The whole world that I couldn't understand cd become poetry. (poetry is also a kind of a shortcut, see "wd" as a kind of expressing, the getting there fast)
I felt a struggle (Struggle with a capital S as Gabriel says in the video!) between whom I knew I could be and who I was. (I felt I couldl become better, improve, be a good man.)
And now AB shows us this extraordinary image, he actually sees himself as an image of himself," a little ahead of himself" , which compell him to take long strides, the fastest he can, to reach this self, putting his head down to make the utmost stretch to reach the finish line, and suddenly he is not making any effort, he is just floating, he is even with himself, and singing improvised songs of his own happiness, the language itself opening up, loosely related to jazz and joy— "there me go" "there me go".
This note to self. Leroi Jones leaving a note for Amiri Baraka? Love how it moves from traditional poetic language, punctuation, thought, to vernacular language, abbreviations, the rhythm of jazz. Dig [it?] Scat...and sing. From "I became a poet..." to "...there me go."
From W.E.B. Dubois -> It is a peculiar sensation, this double-consciousness, this sense of always looking at one's self through the eyes of others, of measuring one's soul by the tape of a world that looks on in amused contempt and pity. One ever feels his two-ness, an American, a Negro; two souls, two thoughts, two unreconciled strivings; two warring ideals in one dark body, whose dogged strength alone keeps it from being torn asunder.
And, digging a little deeper, I came across this blog post, and the following, which may offer some insight into why the poem seems to carry multiple levels:
"Baraka has been a great artist in many areas, including poetry, music criticism, the novel and nonfiction. But I want to talk about him as an anti-colonial writer, a man who wanted to see the world from his point of view and not the master's. Perhaps this is on my mind because I am just back from India. But what I have always loved about Amiri was his superiority (we were supposed to be the inferior ones, not them) to the white power structure or any power structure. In short, he was doing the judging, not them.
Maybe this is why he feels he needs to stretch ahead to "me ..., a few worlds ahead" - where it is more natural to be who he is, a united self, "to see the world through his own eyes --- eyes placed in a particular body and place (culture)" .....

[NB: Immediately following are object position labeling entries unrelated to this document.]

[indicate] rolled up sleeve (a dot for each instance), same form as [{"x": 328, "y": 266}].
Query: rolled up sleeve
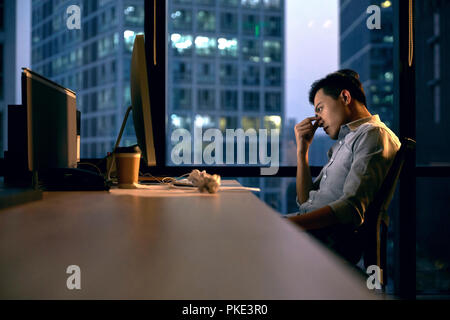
[{"x": 373, "y": 153}]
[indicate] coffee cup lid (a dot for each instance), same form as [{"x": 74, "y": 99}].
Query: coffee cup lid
[{"x": 130, "y": 149}]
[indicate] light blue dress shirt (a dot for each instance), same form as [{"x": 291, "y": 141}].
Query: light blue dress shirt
[{"x": 357, "y": 165}]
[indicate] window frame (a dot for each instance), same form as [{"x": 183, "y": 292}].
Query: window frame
[{"x": 155, "y": 29}]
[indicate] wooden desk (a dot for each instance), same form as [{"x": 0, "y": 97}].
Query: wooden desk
[{"x": 153, "y": 246}]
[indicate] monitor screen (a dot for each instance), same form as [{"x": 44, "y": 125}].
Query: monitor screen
[
  {"x": 51, "y": 123},
  {"x": 140, "y": 102}
]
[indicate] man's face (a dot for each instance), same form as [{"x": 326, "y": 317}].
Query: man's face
[{"x": 332, "y": 113}]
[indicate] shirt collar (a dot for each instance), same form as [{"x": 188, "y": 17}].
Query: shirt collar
[{"x": 352, "y": 126}]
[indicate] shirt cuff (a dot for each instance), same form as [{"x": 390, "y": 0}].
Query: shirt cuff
[{"x": 346, "y": 212}]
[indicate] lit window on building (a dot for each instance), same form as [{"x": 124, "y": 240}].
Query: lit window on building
[
  {"x": 206, "y": 99},
  {"x": 227, "y": 47},
  {"x": 250, "y": 50},
  {"x": 182, "y": 99},
  {"x": 206, "y": 73},
  {"x": 181, "y": 19},
  {"x": 228, "y": 74},
  {"x": 203, "y": 121},
  {"x": 181, "y": 71},
  {"x": 228, "y": 22},
  {"x": 134, "y": 15},
  {"x": 250, "y": 123},
  {"x": 229, "y": 3},
  {"x": 250, "y": 3},
  {"x": 128, "y": 38},
  {"x": 251, "y": 101},
  {"x": 272, "y": 102},
  {"x": 205, "y": 46},
  {"x": 182, "y": 44},
  {"x": 206, "y": 21},
  {"x": 180, "y": 121},
  {"x": 272, "y": 122},
  {"x": 229, "y": 100},
  {"x": 272, "y": 26},
  {"x": 272, "y": 77},
  {"x": 250, "y": 75},
  {"x": 272, "y": 51},
  {"x": 250, "y": 25},
  {"x": 271, "y": 4},
  {"x": 227, "y": 123}
]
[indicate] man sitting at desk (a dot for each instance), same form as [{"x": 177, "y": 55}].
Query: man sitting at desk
[{"x": 358, "y": 162}]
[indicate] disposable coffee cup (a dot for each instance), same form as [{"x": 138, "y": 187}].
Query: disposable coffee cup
[{"x": 127, "y": 163}]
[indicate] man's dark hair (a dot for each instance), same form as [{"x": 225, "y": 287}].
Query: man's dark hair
[{"x": 334, "y": 83}]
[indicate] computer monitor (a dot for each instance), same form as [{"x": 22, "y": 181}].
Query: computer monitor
[
  {"x": 140, "y": 106},
  {"x": 140, "y": 102},
  {"x": 51, "y": 123}
]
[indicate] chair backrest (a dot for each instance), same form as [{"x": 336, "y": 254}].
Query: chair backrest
[{"x": 376, "y": 214}]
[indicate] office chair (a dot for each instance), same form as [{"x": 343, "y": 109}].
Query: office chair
[
  {"x": 369, "y": 241},
  {"x": 373, "y": 232}
]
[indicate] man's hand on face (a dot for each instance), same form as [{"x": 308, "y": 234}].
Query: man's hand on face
[{"x": 304, "y": 133}]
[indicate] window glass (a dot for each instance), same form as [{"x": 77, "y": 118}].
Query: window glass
[{"x": 432, "y": 85}]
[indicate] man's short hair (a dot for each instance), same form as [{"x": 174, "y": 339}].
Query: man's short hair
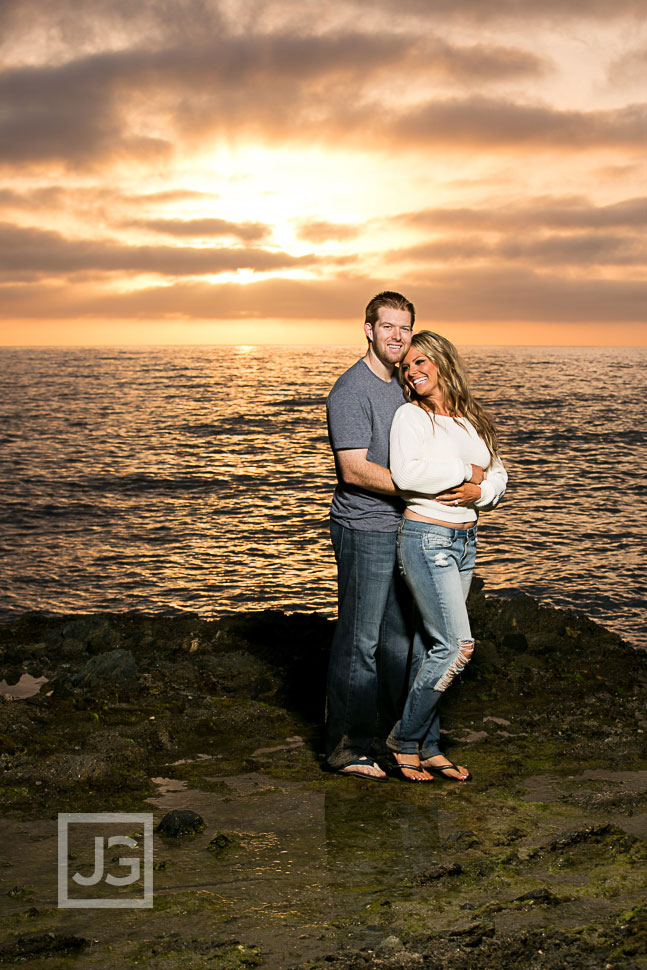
[{"x": 395, "y": 301}]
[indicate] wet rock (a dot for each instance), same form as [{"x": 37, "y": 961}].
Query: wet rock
[
  {"x": 568, "y": 839},
  {"x": 439, "y": 872},
  {"x": 390, "y": 946},
  {"x": 485, "y": 652},
  {"x": 542, "y": 897},
  {"x": 182, "y": 822},
  {"x": 219, "y": 843},
  {"x": 40, "y": 945},
  {"x": 516, "y": 642},
  {"x": 474, "y": 934},
  {"x": 460, "y": 840},
  {"x": 510, "y": 836},
  {"x": 117, "y": 665}
]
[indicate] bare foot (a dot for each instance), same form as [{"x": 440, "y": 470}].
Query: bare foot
[
  {"x": 363, "y": 767},
  {"x": 411, "y": 769},
  {"x": 446, "y": 768}
]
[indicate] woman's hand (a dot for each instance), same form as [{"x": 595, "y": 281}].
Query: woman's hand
[
  {"x": 478, "y": 475},
  {"x": 463, "y": 494}
]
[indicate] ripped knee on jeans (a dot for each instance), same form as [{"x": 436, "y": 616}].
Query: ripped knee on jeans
[{"x": 463, "y": 657}]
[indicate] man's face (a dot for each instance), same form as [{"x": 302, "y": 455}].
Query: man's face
[{"x": 390, "y": 335}]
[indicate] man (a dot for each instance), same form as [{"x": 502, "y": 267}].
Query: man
[{"x": 373, "y": 626}]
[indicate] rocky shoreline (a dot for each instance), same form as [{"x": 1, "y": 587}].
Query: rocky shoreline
[{"x": 537, "y": 863}]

A new poem to me and I'm feeling my way into it. What I love about reading the writers of the Harlem Renaissance in week 5 is their global reach, that they're taking on the poetic traditions of England and America alongside influences from the developing world and the 'underbelly' of black history and speaking to an aspirational and 'struggling' readership in so many different places. And the poet and activist who would become Amiri Baraka (Swahili for 'leader' and 'blessing') 'jots down for us a key transformative moment in his journey of becoming. It's not jotted down of course but it has that improvisational moment and shorthand I associate with the Beats.